I know with my "best" and "average" customer LTV that my current cost per acquisition (CPA) is good.
However, if I was just looking at my "worst" customer LTV the current amount I'm paying in CPA is way over.
How do I judge what I should be spending on advertising based on these 3 LTV segments (best, average, worst) I have for my customers?
To build on what Sarah said - you can also look within channel if you have access to someone with the technical chops.
Some ad groups or campaigns could be driving "worst" leads and others could be driving "best" ones. To cut off the channel is throwing the baby out with the bathwater.
UTM tags in adwords (or any other platform these days) will be key to figuring this out. If you get leads on the phone, there are awesome solutions out there as well.

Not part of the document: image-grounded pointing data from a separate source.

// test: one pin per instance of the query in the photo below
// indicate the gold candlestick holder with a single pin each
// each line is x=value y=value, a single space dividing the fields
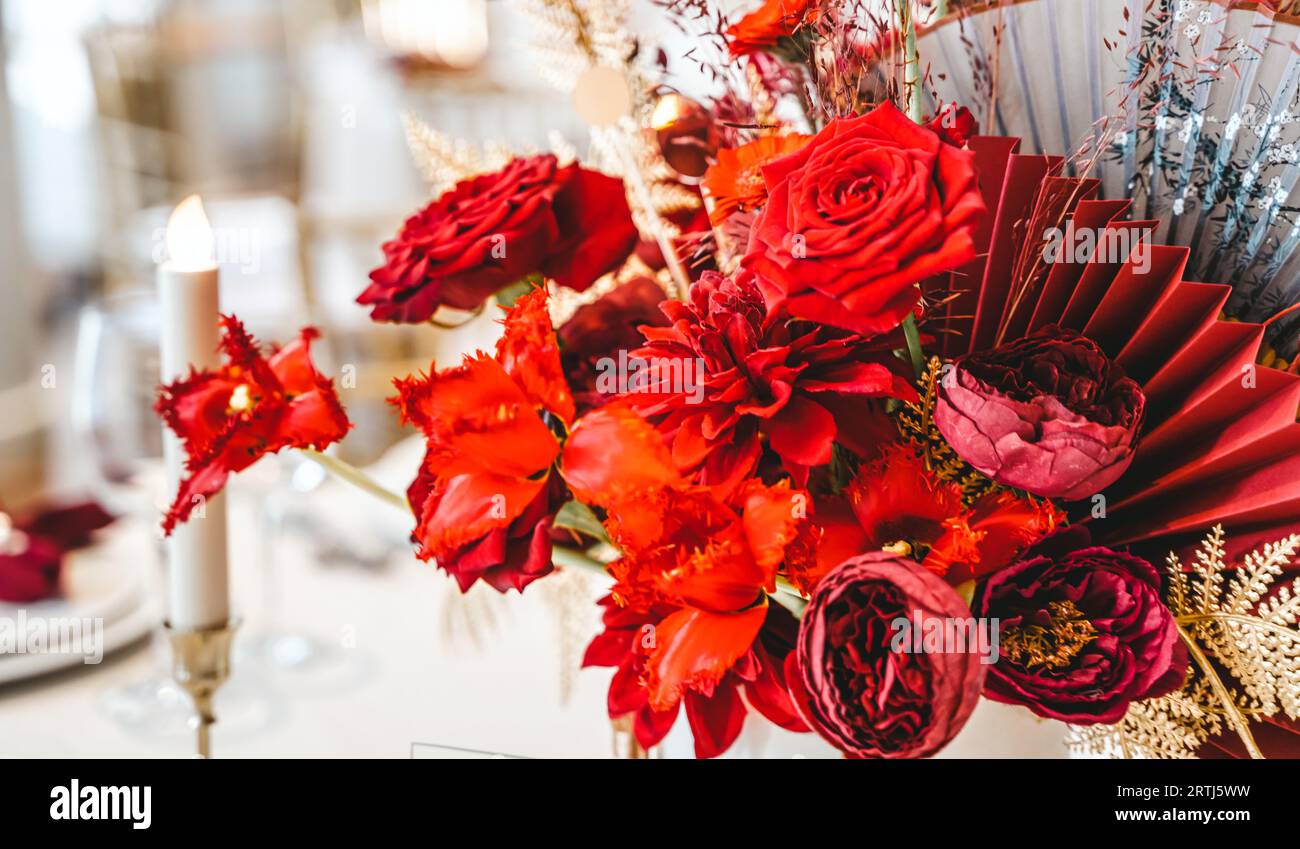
x=200 y=663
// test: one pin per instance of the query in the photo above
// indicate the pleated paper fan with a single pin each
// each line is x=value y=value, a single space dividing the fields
x=1221 y=444
x=1203 y=133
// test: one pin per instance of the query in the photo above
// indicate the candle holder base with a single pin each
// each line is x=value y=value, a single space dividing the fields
x=200 y=665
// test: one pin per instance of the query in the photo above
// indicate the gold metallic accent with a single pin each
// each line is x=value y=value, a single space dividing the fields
x=200 y=665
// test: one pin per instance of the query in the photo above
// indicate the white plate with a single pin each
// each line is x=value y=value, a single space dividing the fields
x=117 y=635
x=104 y=581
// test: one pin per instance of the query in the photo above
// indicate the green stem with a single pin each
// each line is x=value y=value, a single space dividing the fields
x=911 y=61
x=356 y=477
x=914 y=350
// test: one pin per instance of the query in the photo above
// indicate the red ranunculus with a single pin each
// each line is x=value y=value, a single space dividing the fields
x=532 y=216
x=727 y=373
x=484 y=498
x=1048 y=414
x=856 y=219
x=1083 y=632
x=763 y=27
x=488 y=489
x=850 y=684
x=697 y=567
x=230 y=417
x=715 y=715
x=30 y=566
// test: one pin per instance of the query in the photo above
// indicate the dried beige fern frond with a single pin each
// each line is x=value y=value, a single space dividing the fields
x=1243 y=636
x=571 y=35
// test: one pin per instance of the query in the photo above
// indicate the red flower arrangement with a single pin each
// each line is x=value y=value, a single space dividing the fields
x=570 y=224
x=788 y=475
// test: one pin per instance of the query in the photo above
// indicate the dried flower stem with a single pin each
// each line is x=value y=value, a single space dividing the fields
x=356 y=477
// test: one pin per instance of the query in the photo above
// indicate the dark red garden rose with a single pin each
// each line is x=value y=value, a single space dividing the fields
x=854 y=689
x=33 y=549
x=763 y=27
x=862 y=213
x=592 y=339
x=532 y=216
x=232 y=416
x=1083 y=632
x=1048 y=414
x=727 y=373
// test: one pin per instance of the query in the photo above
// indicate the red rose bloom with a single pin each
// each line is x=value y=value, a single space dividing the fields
x=597 y=332
x=532 y=216
x=1048 y=414
x=230 y=417
x=854 y=689
x=763 y=27
x=726 y=373
x=488 y=489
x=861 y=215
x=1083 y=632
x=30 y=566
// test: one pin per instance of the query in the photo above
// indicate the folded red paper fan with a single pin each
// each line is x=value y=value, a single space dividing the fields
x=1221 y=444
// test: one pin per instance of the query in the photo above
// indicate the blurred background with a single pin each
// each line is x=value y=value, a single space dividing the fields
x=286 y=117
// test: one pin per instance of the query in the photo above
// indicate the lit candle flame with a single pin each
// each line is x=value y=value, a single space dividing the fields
x=189 y=237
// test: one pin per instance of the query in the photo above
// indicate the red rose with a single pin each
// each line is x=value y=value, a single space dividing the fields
x=763 y=27
x=601 y=329
x=532 y=216
x=29 y=567
x=869 y=208
x=1048 y=414
x=1083 y=632
x=31 y=551
x=850 y=684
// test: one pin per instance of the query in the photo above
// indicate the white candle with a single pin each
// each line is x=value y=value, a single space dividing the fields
x=199 y=593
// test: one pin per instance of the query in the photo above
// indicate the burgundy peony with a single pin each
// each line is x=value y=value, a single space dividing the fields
x=1083 y=632
x=570 y=224
x=865 y=698
x=869 y=208
x=601 y=329
x=727 y=373
x=1048 y=414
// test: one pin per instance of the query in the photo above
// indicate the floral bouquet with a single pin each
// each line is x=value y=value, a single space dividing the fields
x=853 y=437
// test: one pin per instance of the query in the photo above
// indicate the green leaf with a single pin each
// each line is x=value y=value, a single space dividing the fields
x=577 y=516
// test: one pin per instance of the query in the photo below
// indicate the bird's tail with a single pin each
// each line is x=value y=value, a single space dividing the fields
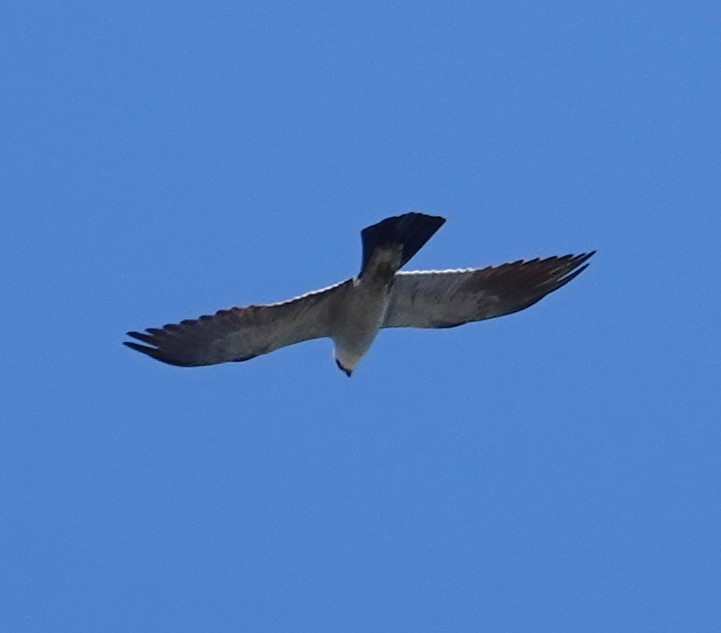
x=410 y=230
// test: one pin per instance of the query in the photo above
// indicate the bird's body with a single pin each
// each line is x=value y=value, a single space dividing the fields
x=352 y=312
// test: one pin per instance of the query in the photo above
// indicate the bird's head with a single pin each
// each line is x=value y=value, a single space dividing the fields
x=345 y=362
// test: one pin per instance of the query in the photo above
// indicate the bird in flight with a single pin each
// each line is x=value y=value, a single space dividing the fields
x=353 y=311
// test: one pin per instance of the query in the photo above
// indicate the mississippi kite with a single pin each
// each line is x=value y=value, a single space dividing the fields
x=353 y=311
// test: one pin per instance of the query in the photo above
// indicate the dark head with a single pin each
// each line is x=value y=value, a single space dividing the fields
x=348 y=372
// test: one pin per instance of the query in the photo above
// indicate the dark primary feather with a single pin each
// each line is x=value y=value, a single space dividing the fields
x=446 y=298
x=240 y=334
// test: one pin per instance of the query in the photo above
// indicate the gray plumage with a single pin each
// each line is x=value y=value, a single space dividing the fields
x=353 y=311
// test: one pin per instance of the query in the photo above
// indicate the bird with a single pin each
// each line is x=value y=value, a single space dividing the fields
x=352 y=312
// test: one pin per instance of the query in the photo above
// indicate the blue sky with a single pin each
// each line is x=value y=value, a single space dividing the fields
x=555 y=470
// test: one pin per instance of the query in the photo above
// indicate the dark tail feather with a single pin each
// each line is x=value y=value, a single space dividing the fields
x=412 y=230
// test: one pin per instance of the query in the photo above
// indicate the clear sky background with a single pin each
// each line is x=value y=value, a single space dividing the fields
x=555 y=470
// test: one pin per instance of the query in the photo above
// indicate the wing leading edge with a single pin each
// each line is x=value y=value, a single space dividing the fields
x=447 y=298
x=239 y=334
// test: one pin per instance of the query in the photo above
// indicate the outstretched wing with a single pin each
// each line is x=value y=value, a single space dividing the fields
x=446 y=298
x=240 y=334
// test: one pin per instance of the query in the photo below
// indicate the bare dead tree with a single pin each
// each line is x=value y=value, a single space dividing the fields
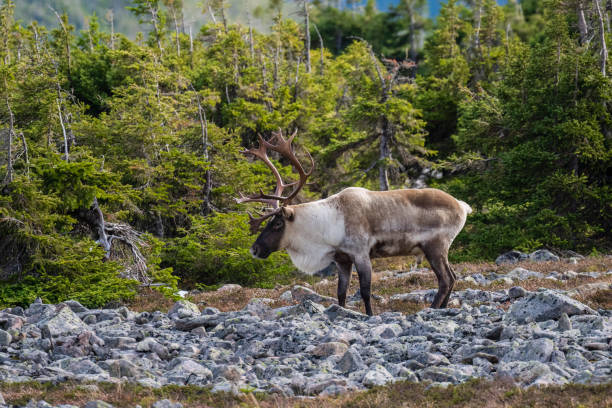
x=322 y=65
x=277 y=61
x=582 y=24
x=59 y=111
x=387 y=83
x=66 y=38
x=36 y=46
x=176 y=32
x=110 y=17
x=212 y=14
x=307 y=29
x=25 y=151
x=204 y=130
x=477 y=25
x=602 y=37
x=11 y=131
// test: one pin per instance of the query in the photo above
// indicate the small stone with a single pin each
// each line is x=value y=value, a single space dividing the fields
x=543 y=255
x=564 y=323
x=494 y=333
x=229 y=287
x=75 y=306
x=516 y=292
x=166 y=404
x=90 y=319
x=378 y=376
x=300 y=293
x=63 y=322
x=184 y=308
x=596 y=346
x=523 y=274
x=546 y=305
x=286 y=296
x=350 y=361
x=5 y=338
x=200 y=332
x=98 y=404
x=330 y=349
x=511 y=257
x=533 y=350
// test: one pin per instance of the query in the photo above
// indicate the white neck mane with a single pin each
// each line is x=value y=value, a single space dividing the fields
x=311 y=238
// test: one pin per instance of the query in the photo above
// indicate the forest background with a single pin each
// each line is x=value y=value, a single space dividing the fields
x=119 y=156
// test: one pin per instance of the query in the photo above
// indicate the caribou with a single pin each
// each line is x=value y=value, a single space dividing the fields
x=354 y=226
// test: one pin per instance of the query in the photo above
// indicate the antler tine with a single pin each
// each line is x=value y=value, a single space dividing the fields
x=283 y=147
x=261 y=153
x=255 y=223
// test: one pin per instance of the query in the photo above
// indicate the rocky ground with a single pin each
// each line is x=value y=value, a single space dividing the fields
x=303 y=348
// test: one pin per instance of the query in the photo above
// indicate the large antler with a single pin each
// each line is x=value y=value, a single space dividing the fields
x=283 y=147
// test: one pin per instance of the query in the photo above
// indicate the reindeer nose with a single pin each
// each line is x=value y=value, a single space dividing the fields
x=255 y=250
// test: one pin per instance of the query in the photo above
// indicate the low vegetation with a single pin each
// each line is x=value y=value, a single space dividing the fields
x=474 y=393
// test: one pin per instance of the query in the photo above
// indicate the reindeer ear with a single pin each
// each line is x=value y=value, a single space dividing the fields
x=287 y=213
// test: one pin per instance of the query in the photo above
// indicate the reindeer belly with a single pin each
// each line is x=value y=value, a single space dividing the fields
x=312 y=262
x=394 y=246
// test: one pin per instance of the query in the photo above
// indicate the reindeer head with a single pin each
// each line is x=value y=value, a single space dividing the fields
x=278 y=208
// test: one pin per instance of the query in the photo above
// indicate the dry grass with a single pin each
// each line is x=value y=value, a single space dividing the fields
x=149 y=300
x=476 y=393
x=385 y=286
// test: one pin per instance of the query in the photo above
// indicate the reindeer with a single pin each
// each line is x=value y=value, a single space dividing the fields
x=354 y=226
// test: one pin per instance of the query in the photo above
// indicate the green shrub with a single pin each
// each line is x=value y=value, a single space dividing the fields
x=216 y=250
x=76 y=273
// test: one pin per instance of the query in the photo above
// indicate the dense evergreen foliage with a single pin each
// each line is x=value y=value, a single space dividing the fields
x=119 y=159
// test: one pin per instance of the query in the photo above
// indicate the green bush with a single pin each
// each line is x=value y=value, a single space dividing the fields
x=77 y=273
x=216 y=250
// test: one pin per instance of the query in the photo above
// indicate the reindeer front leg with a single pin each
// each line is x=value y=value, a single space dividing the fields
x=364 y=270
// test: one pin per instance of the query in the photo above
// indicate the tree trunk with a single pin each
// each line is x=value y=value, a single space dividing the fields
x=103 y=239
x=385 y=154
x=307 y=41
x=111 y=15
x=66 y=40
x=582 y=25
x=276 y=63
x=204 y=129
x=176 y=33
x=59 y=111
x=212 y=14
x=156 y=27
x=602 y=38
x=9 y=164
x=412 y=52
x=322 y=65
x=25 y=150
x=251 y=44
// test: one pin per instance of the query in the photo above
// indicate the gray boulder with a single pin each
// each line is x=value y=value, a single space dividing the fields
x=546 y=305
x=336 y=311
x=5 y=338
x=511 y=257
x=166 y=404
x=523 y=274
x=543 y=255
x=183 y=308
x=528 y=373
x=350 y=361
x=63 y=322
x=300 y=293
x=533 y=350
x=98 y=404
x=377 y=376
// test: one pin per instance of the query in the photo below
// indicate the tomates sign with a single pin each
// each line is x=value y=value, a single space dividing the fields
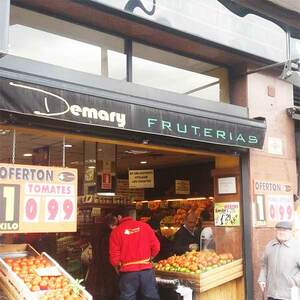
x=37 y=199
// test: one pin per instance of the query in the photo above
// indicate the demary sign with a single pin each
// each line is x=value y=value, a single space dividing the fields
x=40 y=101
x=37 y=199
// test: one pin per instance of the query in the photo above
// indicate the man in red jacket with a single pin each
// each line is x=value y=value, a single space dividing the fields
x=132 y=246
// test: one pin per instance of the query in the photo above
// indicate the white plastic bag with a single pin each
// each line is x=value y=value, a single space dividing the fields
x=295 y=293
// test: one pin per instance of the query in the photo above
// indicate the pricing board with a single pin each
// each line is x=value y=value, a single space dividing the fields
x=277 y=204
x=37 y=199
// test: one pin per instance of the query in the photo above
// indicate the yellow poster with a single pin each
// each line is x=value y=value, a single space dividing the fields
x=227 y=214
x=37 y=199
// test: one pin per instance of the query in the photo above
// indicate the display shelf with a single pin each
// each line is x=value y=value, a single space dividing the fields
x=210 y=279
x=112 y=205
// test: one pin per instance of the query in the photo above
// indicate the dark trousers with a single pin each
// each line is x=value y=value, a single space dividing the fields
x=142 y=282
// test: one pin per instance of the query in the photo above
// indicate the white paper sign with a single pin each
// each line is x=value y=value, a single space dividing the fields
x=227 y=185
x=140 y=179
x=182 y=187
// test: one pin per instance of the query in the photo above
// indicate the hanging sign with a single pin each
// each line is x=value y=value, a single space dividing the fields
x=227 y=214
x=140 y=179
x=280 y=208
x=182 y=187
x=227 y=185
x=45 y=102
x=37 y=199
x=278 y=204
x=106 y=181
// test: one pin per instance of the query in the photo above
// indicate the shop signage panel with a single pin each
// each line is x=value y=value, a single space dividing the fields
x=37 y=199
x=227 y=214
x=140 y=179
x=182 y=187
x=44 y=102
x=277 y=204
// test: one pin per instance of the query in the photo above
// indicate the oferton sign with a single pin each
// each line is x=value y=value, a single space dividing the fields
x=37 y=199
x=40 y=101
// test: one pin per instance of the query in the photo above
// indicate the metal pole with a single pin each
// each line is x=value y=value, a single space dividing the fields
x=64 y=151
x=14 y=147
x=288 y=46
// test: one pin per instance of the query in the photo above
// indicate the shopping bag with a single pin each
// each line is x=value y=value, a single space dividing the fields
x=295 y=293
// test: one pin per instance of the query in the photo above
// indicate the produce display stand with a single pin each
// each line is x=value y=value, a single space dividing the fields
x=13 y=286
x=224 y=282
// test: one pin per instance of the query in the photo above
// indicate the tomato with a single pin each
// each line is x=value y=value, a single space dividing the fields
x=51 y=285
x=35 y=288
x=16 y=269
x=43 y=285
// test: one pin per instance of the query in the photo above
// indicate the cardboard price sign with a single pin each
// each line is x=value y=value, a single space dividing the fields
x=227 y=214
x=37 y=199
x=274 y=202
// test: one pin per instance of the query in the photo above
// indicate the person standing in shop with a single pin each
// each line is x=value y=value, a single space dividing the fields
x=280 y=264
x=102 y=280
x=187 y=238
x=133 y=244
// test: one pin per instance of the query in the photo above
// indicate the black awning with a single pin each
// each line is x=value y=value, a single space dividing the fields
x=287 y=19
x=46 y=103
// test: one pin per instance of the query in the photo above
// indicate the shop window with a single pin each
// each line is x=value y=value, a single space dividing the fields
x=53 y=41
x=168 y=71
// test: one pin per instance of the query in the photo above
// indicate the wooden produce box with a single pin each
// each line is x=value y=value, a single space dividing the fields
x=9 y=278
x=13 y=286
x=207 y=280
x=66 y=274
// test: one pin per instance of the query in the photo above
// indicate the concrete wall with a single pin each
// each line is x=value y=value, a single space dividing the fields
x=268 y=97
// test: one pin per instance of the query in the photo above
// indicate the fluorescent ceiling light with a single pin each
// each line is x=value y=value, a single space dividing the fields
x=136 y=152
x=106 y=194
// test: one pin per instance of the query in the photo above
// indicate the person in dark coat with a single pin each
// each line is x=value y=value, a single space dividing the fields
x=102 y=279
x=187 y=238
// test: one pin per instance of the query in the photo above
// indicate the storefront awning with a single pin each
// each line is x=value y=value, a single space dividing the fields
x=48 y=103
x=286 y=13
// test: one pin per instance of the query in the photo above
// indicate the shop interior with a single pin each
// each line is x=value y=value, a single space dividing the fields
x=184 y=180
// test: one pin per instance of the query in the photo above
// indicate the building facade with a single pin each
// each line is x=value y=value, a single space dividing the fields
x=166 y=73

Just as you're averaging CPA across all the customers you're acquiring, you should also be looking at your average customer LTV and using that to determine the strength of your overall CPA.
That said, if you have the data to be able to break down CPA by best, average, and worst customers AND can see the source of each of these customers, you may be able to glean some insights around which sources or campaigns yield the best and worst customers. (For example, if your highest-CPA and lowest-LTV customers are mostly coming from AdWords, you should focus your budget/efforts on a better-performing channel.) This will help you cut out high CPA channels and generate higher-quality customers, thereby reducing your average CPA and bringing your ROI up.
In my experience the easiest way is to change what you're optimizing towards, at present your CPA appears to be that best/average/worst are all equal to 1. Why not change out your acquisition model to optimize towards the LTV you've defined.